I was eighteen when I met him and he was forty-one. I was in my Foundation year at Camberwell College of Arts and Crafts. I had been sent to the sculpture department as a tutee for Brian as the painters considered me, “too flamboyant and outrageous!”
I remember the first time I met him was when I was booked to have a tutorial. So I arrived at the Sumner Road Sculpture Annexe in Peckham with my large folder, bursting with drawings and keen to meet my new tutor. I entered the small smoky staff room on my right and enquired about Brian.
“Oh you don’t want to talk to him today dear, ” was the response I got, “He’s in one of his black depressions.”
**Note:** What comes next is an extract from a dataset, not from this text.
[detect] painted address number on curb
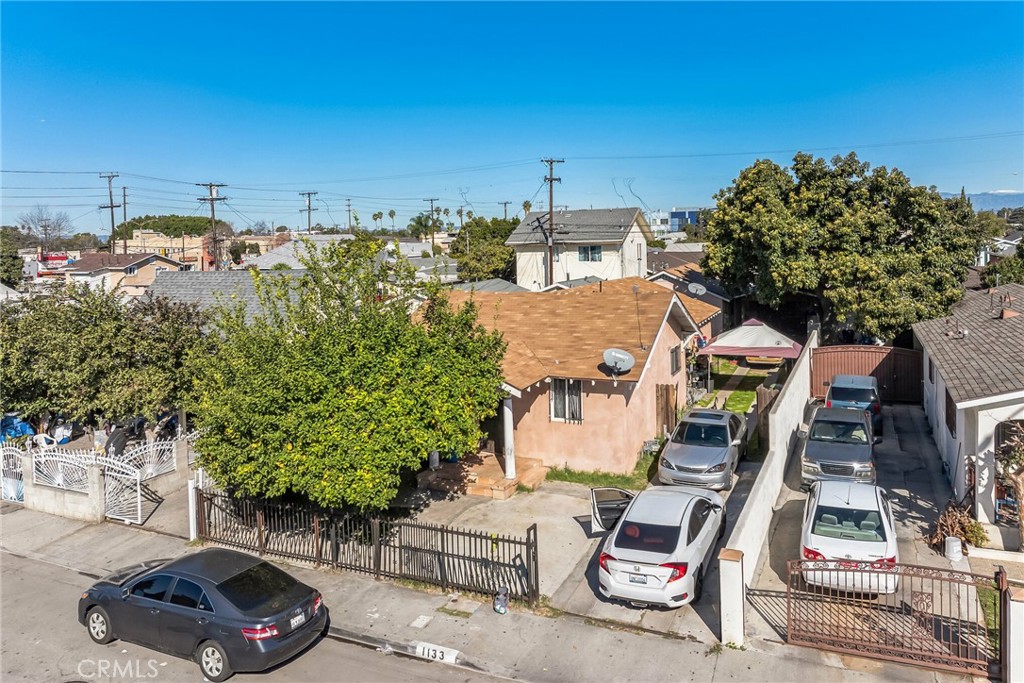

“Well I’ve got a tutorial with him and I’m not lugging this folder all the way back to the painting department until I’ve found him!” I retorted and rushing out of the poky room I bumped right into him. Someone said, “This girl’s here to have a tutorial with you Brian.” So immediately I knew this was my tutor and said, “Well you don’t look like you’re in a black depression!” We both burst out laughing until he said with a wry look on his face , “Why don’t we do the tutorial another day?” To which I replied vehemently, “Certainly not, this is a serious matter. I came here to learn to draw, as apparently sculptors draw differently from painters, and I intend to find out about that!”
Actually I knew my drawing was weak and really had little understanding of the kind of space that concerns sculptors’ drawings. So Brian helped to confirm this by saying, “Well you do really need to learn to draw my dear.” (There was a lot of , “my dearing to girls in those days!) So I said that I knew that,and did he have anything constructive to suggest apart from , “My dear!” It was at this point that he suggested the four hour drawing classes, twice a week, starting at the end of the day from 4 til 8pm! So of course I was obliged to go, and that was when my real education in drawing began. I continued those classes for several years and really learnt a completely new approach to thinking about drawing, as well as new concepts about, “space.”